Evolutionary game theory explains biological phenomena from bacteria to humans. Bacteria produce public goods (biofilms, siderophores) at individual cost; spatial structure on surfaces maintains cooperation. Side-blotched lizards exhibit rock-paper-scissors dynamics: orange, blue, and yellow males cycle in frequency. Cleaner wrasse fish face Prisoner's Dilemmas: clean parasites or bite nutritious mucus. Virus evolution follows game-theoretic principles. Cancer can be modeled as defection (over-proliferation) in a cooperative cellular society.

Economics

In economics, evolutionary game theory models bounded rationality and learning. Firms imitate successful competitors rather than perfectly optimizing. Market entry games, technology adoption, and pricing wars all exhibit replicator-like dynamics. The Santa Fe Artificial Stock Market showed that simple trading rules generate complex market dynamics.
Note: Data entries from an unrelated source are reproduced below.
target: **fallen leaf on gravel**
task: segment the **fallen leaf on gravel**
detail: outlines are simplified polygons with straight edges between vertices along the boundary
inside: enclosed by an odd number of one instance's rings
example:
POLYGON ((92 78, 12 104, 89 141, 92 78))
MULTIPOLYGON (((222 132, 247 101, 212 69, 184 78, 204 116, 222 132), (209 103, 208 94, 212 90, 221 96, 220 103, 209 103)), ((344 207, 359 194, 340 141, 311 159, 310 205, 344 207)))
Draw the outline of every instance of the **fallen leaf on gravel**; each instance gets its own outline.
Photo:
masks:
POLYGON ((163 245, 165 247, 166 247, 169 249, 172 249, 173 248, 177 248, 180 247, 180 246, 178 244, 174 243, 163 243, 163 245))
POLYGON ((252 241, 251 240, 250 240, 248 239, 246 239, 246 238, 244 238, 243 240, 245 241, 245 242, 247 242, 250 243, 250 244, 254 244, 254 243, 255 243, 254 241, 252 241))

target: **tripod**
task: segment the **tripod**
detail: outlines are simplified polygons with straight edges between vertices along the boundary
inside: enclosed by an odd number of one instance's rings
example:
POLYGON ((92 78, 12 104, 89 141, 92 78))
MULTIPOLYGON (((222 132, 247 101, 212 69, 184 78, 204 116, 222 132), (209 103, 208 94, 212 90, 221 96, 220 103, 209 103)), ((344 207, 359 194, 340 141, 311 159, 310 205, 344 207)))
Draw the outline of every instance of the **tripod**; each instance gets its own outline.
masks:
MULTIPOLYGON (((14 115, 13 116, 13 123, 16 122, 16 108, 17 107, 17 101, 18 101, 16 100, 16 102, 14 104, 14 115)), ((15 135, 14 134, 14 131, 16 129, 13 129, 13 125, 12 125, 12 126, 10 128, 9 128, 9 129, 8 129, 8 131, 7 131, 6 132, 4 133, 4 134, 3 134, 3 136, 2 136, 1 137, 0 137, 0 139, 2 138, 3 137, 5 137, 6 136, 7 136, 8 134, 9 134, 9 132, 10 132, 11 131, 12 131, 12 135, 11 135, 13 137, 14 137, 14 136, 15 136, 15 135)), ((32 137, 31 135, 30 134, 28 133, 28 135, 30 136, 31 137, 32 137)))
Behavioral economics reveals humans use heuristics (tit-for-tat, imitation) rather than Nash equilibrium strategies, making evolutionary models more realistic for predicting economic behavior.

Social Norms and Culture

Social norms evolve through mechanisms parallel to biological evolution: more successful norms are imitated more often. Voting behavior, fashion trends, and language change all follow replicator dynamics. Norms emerge from decentralized imitation and selection without conscious design. Spatial structure matters: norms spread through social networks with local clusters of conformity and boundaries of competition. The Green-Beard effect explains ethnocentrism: individuals preferentially cooperate with those sharing visible markers (language, dress, customs), creating in-group cooperation without genetic relatedness.